If the middle grows increasingly susceptible to appeals to emotion, Don, perhaps the emotion we should appeal to is shame. Shame at not thinking as rationally as they should. Of course, no one likes to feel shame. But everyone wants to think of themselves as smart.

It's more than "media savvy."

Before you acquire a certain "savvy" about the media, you first have to appreciate the role of media, the importance of properly and powerfully communicating your message.

This Bush administration lacks even that foundation necessary for the acquisition of "savvy." He is like his old man, who when queried what he was reading, replied, "Oh yea, the vision thing." This administration positively scorns the whole idea of communicating, of persuading, of swaying, of instructing. Which is PART of the reason why his numbers have plummeted.

But it's far more than simply massaging of message.

IT'S THE SUBSTANCE of his policies.

His capitulation on Kyoto.

His promise to sign the flawed Law of the Sea Treaty.

It's his stealthy embrace of the recommendations of Baker's Iraq Study Group, even though he earlier shared in the criticism of their recommendations.

It's his serial incompetence when it comes to North Korea.

It's his personnel selections.

It's "Brownie, you're doing a great job." I don't care how much media savvy you've got, you can't have someone out there saying that "Brownie" is doing a swell job, when the entire nation is livid by the incompetence on display.

We can't delude ourselves.

This second term has been a flat-out nightmare, and for reasons that rise far above simply managing of message.

As for the pessimism that Dain remarked upon, I'm pessimistic about this administration, and about the Bush family. But not about the Conservative movement.

We have the answers for what ails America.

We have the answers for America's foreign policy challenges.

Recall the example I provided, of Szarkozy. He was in the same party as Chirac, who was enormously unpopular. But Szarkozy went on to win nonetheless. So it can be done.

There's just one thing to be mindful of though, it can't be done if all you have to offer is more of the same. To be successful, there must be a CLEAR, absolutely crystal clear distinction.

The entire nation is seething with a raw anger at this Presidency. And it's only going to grow. And the people most angry with him are Conservatives, who he used, then mocked, then scorned, then derided.

What he's done is absolutely disgraceful and despicable. And that's a fact. This was the guy who promised to "restore honour and dignity to the White House," then goes out there and throws a farewell dinner for Kofi Anan, who is up to his neck in the greatest financial scandal in human history. That's just a single example, apparently a small thing. But it's become emblematic of the way this President conducts himself, conducts his affairs.

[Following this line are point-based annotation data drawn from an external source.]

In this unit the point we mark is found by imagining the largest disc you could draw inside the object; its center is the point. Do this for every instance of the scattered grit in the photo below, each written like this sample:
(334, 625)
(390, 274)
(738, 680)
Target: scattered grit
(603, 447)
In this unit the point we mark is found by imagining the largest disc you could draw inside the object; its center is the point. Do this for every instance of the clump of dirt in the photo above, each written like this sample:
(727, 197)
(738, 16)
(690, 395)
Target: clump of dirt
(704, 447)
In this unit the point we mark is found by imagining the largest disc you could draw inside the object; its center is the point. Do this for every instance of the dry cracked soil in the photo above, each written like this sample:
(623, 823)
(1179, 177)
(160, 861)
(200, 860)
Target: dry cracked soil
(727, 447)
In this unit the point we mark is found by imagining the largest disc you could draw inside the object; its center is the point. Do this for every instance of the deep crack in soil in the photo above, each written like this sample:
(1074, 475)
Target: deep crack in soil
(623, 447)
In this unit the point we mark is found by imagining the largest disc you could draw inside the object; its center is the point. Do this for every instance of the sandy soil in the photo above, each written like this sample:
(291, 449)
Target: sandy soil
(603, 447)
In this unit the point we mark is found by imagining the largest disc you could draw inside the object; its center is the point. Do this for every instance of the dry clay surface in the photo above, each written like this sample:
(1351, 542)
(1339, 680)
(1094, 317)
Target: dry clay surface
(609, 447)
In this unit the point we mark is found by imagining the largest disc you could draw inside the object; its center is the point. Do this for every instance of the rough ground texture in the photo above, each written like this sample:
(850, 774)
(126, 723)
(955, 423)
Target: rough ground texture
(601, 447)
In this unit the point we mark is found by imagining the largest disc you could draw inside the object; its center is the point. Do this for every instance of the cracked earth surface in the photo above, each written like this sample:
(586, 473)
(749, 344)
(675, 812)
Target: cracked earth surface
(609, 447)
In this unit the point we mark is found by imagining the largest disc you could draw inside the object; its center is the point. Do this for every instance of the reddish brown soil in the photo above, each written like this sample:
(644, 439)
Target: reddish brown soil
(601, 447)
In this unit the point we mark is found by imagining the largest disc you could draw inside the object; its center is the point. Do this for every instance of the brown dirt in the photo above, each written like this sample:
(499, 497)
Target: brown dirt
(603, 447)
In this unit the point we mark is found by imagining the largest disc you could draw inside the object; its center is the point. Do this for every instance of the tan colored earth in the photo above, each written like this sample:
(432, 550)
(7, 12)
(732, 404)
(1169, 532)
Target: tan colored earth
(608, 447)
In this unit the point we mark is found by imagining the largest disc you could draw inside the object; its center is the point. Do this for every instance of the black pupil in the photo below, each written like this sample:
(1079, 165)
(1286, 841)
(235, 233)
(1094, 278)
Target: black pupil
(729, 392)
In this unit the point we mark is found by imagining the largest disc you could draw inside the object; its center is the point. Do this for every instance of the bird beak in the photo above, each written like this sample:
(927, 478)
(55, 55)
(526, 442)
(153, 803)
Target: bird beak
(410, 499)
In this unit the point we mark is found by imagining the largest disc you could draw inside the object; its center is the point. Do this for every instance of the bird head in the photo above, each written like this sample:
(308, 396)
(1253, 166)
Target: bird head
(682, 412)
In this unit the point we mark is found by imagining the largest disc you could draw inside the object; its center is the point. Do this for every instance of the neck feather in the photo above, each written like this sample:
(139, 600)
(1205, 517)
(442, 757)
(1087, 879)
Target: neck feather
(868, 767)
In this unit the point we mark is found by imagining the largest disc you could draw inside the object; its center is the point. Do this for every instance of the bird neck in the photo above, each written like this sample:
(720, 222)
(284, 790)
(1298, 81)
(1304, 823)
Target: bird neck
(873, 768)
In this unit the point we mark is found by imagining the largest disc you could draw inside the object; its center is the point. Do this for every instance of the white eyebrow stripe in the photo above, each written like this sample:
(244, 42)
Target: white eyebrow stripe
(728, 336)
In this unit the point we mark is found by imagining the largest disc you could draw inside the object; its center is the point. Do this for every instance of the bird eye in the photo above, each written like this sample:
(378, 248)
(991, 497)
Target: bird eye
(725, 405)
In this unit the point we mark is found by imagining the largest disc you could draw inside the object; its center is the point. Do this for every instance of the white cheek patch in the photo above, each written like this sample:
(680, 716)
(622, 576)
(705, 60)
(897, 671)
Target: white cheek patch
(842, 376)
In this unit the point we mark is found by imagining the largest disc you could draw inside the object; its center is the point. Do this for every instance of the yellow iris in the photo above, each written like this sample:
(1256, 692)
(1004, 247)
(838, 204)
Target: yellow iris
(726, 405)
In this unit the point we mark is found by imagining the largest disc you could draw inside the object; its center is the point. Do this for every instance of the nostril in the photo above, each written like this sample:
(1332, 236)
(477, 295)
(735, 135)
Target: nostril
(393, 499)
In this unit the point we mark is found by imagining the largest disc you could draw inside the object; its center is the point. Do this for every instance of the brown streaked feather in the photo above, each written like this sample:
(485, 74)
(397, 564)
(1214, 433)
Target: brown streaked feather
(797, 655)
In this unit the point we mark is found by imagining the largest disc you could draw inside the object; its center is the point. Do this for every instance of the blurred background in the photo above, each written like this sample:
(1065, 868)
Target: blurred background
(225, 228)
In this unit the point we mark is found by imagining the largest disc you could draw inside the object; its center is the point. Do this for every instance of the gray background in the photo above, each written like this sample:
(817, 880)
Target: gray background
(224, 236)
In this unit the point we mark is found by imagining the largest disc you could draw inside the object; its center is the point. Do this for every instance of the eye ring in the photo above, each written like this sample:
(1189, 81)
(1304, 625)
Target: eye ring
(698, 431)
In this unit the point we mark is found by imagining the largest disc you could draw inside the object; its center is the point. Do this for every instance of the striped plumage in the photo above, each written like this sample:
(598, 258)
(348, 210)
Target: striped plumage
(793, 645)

Bush has become a nightmare, what else is there to say....

Dan, here's what else there is to say: 1) your "nightmare" consists of REAL problems and failings, of the sort that a non-villainous leader can bring about 2) the left's "nightmare" consists of utter fantasies, in which Bush has been a villain from day one. Let us choose our words carefully in our rightful anger, so that we won't lend their derangement an iota of support.

Stupidity, cronyism and incompetence can rise to such a level where it becomes INDISTINGUISHABLE from villainy.

Chamberlain was not a villain, but nonetheless the impact of his policies were villainous to millions of people, millions of households, millions of families. And nothing short of ruinous for his country.

Bush's motives are meaningless to me. He's a disaster; he has to be stopped; and all of the damage he's done to the country and the fabric of the party has to be extirpated. A good chunk of his Presidency has to be explicitly repudiated by the party, so as the anger that the nation has for him will not long flow over towards the Grand Old Party, which his policies are spelling the doom of.